Celebramos neste 10 de dezembro, um dos marcos mais importantes da história da humanidade: Declaração Universal dos Direitos Humanos, um documento que afirma a dignidade, a igualdade e o respeito que todas as pessoas merecem, independentemente de sua origem, crença, identidade ou condição.
Que nesta data tão significativa dos 77 anos de um compromisso global, na defesa dos Direitos Humanos, possamos fortalecer a empatia, a solidariedade e o respeito, para que cada pessoa viva com liberdade, segurança e dignidade. A promoção dos direitos humanos e a luta contra a discriminação depende de cada um de nós.

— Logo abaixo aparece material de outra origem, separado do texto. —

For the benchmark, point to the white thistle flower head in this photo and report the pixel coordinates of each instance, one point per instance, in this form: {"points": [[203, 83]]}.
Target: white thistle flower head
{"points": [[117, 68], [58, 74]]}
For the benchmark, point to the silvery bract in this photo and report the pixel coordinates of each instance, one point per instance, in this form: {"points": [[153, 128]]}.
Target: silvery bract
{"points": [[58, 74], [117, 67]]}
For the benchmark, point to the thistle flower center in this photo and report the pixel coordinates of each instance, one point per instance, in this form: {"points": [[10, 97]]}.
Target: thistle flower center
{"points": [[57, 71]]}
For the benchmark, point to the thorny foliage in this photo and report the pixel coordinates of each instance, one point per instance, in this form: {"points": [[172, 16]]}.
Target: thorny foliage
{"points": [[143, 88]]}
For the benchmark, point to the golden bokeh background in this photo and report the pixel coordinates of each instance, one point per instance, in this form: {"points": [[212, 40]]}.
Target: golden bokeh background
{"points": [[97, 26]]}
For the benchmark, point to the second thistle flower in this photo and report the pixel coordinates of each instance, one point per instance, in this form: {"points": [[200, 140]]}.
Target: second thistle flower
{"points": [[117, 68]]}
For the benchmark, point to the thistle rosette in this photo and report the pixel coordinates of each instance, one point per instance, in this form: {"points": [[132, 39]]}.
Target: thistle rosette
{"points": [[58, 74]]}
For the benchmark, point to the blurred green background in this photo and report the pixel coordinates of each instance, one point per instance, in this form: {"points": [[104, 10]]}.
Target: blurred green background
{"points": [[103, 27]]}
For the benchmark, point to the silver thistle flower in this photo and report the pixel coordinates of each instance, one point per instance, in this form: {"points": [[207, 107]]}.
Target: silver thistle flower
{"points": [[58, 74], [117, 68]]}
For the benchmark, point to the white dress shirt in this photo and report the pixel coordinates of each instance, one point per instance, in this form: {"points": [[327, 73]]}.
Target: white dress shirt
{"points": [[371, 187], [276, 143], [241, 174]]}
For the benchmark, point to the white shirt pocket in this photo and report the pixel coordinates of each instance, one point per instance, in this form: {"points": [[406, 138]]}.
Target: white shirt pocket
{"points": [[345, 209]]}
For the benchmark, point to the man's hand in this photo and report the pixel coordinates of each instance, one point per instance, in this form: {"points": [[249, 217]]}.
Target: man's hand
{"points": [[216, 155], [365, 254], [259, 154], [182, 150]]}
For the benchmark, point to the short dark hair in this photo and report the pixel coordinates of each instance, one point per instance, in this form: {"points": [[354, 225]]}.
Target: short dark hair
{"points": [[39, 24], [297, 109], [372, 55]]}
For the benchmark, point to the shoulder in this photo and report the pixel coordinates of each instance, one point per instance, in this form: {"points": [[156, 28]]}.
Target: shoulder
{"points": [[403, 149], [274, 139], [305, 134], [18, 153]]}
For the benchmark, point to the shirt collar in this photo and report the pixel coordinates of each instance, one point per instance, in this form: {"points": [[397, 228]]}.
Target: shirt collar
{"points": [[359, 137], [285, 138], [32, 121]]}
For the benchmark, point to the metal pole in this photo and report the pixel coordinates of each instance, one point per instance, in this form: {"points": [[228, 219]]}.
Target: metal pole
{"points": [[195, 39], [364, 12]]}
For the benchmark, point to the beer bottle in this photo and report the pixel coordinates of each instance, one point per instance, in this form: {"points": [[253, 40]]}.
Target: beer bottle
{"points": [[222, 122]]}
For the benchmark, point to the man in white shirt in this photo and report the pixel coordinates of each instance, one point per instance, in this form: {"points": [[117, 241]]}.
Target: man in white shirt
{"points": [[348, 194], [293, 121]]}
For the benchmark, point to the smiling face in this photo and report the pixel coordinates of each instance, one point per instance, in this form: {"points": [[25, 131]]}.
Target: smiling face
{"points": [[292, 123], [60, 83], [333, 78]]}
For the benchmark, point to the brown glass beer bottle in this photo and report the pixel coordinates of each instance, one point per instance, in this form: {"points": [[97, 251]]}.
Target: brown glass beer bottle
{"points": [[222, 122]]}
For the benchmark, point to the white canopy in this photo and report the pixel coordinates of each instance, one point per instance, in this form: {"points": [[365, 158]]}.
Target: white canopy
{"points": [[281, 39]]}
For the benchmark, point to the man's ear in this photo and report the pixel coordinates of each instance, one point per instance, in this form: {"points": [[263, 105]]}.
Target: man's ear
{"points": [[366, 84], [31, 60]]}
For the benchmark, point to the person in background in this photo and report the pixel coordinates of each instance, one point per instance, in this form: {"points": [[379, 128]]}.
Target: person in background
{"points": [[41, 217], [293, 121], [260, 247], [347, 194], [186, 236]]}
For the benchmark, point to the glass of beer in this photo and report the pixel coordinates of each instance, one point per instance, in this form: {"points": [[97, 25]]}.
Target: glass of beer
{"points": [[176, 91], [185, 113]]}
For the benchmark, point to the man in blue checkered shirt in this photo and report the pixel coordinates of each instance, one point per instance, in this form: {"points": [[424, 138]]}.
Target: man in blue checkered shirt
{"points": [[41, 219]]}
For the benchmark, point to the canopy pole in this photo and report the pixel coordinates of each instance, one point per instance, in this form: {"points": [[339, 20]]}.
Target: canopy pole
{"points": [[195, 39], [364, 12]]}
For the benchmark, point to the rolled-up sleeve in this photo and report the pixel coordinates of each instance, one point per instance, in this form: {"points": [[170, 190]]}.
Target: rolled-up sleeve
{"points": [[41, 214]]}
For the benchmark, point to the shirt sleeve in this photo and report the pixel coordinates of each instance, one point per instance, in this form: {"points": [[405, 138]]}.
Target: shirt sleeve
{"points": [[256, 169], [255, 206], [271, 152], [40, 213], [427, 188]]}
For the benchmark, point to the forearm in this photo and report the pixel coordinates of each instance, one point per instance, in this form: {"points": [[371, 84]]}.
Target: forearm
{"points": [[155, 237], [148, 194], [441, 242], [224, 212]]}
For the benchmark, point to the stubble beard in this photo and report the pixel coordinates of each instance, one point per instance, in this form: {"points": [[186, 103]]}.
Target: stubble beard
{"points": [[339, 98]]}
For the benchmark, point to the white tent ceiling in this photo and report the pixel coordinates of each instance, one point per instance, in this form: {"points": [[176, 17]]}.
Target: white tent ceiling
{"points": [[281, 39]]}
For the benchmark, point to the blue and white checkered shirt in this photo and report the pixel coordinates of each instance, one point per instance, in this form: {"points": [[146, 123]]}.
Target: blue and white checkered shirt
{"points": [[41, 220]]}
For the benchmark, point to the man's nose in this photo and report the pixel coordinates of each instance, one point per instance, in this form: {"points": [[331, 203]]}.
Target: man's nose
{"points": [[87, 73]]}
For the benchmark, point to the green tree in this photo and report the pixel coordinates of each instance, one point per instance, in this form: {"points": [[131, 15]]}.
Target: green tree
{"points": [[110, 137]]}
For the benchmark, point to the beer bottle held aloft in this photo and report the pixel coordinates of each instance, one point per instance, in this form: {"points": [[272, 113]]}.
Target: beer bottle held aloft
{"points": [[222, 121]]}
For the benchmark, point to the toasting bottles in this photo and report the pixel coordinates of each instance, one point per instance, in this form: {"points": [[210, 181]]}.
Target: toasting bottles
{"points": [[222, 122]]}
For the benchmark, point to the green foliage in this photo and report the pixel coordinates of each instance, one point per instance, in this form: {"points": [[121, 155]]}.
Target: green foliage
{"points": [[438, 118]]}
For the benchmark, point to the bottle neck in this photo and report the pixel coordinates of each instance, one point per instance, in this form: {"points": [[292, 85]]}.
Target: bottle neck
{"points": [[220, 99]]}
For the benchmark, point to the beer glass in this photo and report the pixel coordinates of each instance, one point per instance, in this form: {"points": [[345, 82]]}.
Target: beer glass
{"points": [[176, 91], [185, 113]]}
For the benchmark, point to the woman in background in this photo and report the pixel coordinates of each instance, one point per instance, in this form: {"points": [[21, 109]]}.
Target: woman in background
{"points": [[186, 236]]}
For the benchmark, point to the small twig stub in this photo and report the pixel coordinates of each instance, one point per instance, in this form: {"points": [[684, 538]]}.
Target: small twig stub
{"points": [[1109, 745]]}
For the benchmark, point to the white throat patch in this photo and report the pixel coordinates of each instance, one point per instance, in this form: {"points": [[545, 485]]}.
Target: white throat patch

A Declaração Universal dos Direitos Humanos é um documento marco na história mundial que estabeleceu, pela primeira vez, normas comuns de proteção aos direitos da pessoa humana, a serem seguidas por todos os povos e todas as nações. Elaborada por representantes de diferentes origens jurídicas e culturais, a DUDH foi proclamada pela Assembleia Geral das Nações Unidas, em Paris, no dia 10 de dezembro de 1948.
O documento, assinado por 193 países e traduzido para mais de 500 idiomas, é um marco na construção da igualdade. Não tem força de lei, mas inspirou muitas constituições, inclusive a do Brasil. Segundo a ONU, o documento é um modelo global para Constituições, leis e políticas nacionais e locais e um alicerce da Agenda 2030 para o Desenvolvimento Sustentável.
“A Assembléia Geral proclama a presente Declaração Universal dos Direitos Humanos como ideal comum a atingir por todos os povos e todas as nações, a fim de que todos os indivíduos e todos os órgãos da sociedade, tendo-a constantemente no espírito, se esforcem, pelo ensino e pela educação, por desenvolver o respeito desses direitos e liberdades e por promover, por medidas progressivas de ordem nacional e internacional, o seu reconhecimento e a sua aplicação universais e efectivos tanto entre as populações dos próprios Estados membros como entre as dos territórios colocados sob a sua jurisdição“.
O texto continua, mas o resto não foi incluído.